We went to Melbourne a couple of years ago to go to the footy and stayed in the city in a high rise. Lots of Chinese students in the building and on the streets there.
Culture is a funny thing. Try going back to where you came from and discover quickly that it’s you who have changed. Granted, there are always spongers no matter where they live and where they’ve come from – there’s Aussie ones, too. But living differently – in a different place does change people.

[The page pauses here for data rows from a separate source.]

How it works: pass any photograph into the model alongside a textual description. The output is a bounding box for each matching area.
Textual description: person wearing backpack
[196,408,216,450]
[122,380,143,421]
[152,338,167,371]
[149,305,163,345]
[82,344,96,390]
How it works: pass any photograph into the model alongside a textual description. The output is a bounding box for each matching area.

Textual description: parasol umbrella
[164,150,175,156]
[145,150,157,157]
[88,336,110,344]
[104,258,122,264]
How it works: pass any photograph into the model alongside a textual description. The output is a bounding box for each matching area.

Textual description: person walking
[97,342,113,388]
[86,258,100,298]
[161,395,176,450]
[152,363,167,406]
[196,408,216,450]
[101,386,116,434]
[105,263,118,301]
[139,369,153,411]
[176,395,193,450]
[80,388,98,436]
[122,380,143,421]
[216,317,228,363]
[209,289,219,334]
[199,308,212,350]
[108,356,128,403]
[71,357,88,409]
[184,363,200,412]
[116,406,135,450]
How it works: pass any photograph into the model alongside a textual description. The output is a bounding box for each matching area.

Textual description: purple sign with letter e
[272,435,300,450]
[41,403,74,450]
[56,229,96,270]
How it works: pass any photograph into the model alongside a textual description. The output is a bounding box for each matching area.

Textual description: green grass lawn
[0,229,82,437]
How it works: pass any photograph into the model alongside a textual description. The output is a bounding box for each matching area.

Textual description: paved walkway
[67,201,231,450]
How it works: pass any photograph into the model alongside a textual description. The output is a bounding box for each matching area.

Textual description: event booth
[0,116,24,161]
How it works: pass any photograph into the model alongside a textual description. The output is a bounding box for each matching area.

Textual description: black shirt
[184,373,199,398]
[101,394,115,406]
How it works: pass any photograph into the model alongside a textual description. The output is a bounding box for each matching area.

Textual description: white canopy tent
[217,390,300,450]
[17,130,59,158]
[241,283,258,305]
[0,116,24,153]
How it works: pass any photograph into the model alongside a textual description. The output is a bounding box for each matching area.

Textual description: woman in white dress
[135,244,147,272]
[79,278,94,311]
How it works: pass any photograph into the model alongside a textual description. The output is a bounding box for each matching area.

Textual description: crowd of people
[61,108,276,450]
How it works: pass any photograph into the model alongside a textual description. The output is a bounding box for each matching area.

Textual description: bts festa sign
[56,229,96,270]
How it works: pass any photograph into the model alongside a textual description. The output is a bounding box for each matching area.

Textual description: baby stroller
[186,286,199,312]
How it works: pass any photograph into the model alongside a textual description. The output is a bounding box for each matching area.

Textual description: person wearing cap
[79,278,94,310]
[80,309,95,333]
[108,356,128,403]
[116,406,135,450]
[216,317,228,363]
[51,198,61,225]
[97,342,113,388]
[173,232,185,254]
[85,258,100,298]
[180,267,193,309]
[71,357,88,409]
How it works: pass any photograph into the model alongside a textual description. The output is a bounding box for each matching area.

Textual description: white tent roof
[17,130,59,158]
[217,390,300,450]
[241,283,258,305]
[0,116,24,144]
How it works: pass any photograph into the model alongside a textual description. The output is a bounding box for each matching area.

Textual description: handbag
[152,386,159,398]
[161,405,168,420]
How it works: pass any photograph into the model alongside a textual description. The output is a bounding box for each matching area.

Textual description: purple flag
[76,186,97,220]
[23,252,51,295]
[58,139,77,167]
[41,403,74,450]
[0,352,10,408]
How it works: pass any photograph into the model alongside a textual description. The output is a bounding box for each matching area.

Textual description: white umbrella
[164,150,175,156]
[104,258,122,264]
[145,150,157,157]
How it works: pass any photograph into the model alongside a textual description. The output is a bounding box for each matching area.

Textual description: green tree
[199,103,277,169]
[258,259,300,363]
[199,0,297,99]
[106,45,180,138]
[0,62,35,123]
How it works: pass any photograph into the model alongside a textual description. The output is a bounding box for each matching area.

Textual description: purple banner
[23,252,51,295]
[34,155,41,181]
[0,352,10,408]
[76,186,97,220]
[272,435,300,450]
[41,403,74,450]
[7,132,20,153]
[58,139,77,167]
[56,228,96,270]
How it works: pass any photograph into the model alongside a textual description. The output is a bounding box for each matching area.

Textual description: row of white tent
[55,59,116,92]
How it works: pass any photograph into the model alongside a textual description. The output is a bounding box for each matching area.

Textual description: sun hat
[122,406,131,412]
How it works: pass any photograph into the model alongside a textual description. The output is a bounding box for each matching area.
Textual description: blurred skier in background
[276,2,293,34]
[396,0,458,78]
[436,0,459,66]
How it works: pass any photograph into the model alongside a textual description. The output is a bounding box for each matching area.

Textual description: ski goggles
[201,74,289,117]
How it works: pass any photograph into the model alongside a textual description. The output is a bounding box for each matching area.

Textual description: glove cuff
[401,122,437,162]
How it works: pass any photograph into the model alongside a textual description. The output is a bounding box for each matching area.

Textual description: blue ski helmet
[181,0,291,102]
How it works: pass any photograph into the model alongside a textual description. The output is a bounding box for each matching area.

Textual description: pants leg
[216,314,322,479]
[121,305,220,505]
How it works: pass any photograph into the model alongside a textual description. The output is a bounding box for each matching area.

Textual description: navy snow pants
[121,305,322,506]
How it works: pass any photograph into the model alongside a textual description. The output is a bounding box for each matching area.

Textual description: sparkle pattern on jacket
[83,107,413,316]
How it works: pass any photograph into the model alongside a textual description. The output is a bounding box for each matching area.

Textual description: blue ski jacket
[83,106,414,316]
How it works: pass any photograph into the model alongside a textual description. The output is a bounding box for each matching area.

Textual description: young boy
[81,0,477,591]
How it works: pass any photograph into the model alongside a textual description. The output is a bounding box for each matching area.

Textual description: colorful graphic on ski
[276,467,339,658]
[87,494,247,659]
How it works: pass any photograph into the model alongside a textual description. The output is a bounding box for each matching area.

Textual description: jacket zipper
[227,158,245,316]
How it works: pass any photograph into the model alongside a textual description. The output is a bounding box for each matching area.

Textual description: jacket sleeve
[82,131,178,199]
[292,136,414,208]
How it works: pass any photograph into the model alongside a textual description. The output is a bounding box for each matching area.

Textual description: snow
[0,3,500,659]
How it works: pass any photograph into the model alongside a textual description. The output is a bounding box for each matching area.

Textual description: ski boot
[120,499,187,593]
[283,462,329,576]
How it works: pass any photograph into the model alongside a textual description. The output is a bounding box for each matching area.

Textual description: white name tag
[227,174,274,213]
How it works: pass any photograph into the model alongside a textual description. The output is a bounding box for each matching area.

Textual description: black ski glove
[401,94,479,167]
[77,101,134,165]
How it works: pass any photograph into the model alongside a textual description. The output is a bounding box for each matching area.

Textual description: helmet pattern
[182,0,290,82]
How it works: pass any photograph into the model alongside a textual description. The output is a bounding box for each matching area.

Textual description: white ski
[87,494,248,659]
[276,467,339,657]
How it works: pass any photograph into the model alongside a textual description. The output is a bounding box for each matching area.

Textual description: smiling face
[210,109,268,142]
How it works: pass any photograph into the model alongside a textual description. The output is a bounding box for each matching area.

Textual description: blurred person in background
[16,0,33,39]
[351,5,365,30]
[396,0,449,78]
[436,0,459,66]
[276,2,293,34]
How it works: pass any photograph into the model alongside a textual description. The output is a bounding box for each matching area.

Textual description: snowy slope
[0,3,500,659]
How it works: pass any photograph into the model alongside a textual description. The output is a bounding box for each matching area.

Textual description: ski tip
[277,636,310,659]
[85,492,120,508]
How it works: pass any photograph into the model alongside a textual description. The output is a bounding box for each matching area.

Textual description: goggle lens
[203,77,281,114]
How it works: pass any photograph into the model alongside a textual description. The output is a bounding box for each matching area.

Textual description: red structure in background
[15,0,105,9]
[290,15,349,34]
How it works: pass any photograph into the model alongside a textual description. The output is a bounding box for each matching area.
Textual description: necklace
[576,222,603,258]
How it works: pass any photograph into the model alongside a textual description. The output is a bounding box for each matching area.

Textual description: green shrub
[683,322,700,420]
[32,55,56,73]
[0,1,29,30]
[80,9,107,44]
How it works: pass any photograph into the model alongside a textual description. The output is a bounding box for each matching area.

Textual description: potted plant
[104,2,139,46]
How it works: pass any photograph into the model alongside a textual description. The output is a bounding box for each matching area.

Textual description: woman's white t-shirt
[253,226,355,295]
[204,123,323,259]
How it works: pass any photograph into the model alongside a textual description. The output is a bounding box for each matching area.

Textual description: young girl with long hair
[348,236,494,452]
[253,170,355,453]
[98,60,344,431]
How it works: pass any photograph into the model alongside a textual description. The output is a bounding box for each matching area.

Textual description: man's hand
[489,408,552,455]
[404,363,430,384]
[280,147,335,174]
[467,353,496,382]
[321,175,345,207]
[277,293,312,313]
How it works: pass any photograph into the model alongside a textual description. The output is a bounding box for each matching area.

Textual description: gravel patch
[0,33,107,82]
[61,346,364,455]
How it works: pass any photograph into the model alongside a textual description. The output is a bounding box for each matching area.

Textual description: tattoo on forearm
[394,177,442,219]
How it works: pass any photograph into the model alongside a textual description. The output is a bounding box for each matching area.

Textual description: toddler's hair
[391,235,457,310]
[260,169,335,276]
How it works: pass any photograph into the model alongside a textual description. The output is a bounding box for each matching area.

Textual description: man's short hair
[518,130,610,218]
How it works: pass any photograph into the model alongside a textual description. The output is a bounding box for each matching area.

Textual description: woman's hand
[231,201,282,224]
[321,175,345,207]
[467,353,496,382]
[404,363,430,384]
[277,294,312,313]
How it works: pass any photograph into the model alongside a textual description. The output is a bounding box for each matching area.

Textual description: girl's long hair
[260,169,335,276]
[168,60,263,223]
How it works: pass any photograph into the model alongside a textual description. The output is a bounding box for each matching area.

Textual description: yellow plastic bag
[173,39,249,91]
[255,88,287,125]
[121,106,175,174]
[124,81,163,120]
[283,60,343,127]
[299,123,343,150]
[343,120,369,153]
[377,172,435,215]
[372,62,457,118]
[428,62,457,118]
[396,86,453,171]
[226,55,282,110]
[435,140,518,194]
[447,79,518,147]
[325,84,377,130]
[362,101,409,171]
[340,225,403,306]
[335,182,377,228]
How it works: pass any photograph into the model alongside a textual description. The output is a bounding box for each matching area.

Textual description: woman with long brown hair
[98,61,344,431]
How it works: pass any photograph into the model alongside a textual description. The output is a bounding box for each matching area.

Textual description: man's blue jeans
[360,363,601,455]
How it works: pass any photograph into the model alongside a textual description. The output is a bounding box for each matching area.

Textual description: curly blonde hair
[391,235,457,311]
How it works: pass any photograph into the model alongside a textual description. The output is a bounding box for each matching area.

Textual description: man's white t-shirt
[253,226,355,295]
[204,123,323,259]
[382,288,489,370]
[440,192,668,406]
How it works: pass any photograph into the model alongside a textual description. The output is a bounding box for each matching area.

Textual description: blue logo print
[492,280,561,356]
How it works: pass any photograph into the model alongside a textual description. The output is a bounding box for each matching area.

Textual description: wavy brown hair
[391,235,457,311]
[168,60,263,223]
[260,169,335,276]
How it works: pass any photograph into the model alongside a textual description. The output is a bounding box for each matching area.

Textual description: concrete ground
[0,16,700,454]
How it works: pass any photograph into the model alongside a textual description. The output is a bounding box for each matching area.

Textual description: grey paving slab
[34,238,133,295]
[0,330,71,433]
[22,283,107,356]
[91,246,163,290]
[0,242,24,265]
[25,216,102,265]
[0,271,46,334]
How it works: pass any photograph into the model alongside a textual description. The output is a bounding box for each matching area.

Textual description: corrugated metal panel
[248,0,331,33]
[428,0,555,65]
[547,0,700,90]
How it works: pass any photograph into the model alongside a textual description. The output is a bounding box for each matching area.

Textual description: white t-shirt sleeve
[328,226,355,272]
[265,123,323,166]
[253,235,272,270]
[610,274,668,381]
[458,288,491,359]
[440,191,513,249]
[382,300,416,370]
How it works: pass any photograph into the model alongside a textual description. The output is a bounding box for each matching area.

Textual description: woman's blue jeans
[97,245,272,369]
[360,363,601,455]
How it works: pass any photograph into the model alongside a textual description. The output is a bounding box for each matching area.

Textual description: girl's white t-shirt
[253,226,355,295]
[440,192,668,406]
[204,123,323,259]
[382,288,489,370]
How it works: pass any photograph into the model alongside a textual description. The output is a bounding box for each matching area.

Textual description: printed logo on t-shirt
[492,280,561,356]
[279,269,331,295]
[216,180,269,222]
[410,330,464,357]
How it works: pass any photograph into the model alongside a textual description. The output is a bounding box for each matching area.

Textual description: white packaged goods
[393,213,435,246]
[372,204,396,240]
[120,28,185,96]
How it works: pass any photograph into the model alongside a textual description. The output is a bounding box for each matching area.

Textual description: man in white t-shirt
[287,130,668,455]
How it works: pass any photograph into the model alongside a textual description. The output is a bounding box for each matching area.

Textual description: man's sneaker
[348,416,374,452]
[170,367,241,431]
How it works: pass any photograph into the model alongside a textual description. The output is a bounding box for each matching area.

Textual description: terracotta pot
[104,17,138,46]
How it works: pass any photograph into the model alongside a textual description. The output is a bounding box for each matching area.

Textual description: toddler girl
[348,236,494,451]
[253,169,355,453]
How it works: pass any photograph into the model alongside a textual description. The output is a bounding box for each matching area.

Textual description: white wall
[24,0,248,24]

Some years ago I was quite friendly with a Grik lady who, though having been born here, like her husband, was very Grik. (In fact, her husband’s parents had returned to Cyprus when they retired because they didn’t like all the recently arrived! Though, I think it possibly was because of the Australian pension benefits that could purchase a better standard of living in the old country).
This couple had worked very hard in private enterprise and were well off. I remember her telling me that because of the GFC, some of her rellos from Greece wanted to come here. Though very sympathetic and ready to help them in any way she could, she wasn’t having it – implying that they did not have an Aussie work ethic.
Australia, up until these last few years, was widely understood as free, prosperous and, within limits, a welcoming nation. As long as people* – any people – contribute, and don’t try to change us by imposing their values^, this country and its people will survive. (This is where Emerson, and the left, doo not get it, and was part of my argument against his presumption that any new arrival will vote for a republic.
We forget that the sons and daughters of the original settlers found away to live together, though there was high levels of sectarianism in the 19th century. Gold brought new settlers, some of whom were repelled. Again, we were able to develop a particularly Australian way of life despite this melange. Then, post war, new arrivals became Aussies – even though originally we were very concerned at this influx.
*a caveat: they can’t be from a certain religion; no country can survive that influx.
^all politicians who are not “Australia first” should be voted out. Australians need to be more assertive of their representatives.
sfw, we shall see; tell’em we aren’t dead yet!
BBS, I can only hope you’re right, I’m not at all optimistic.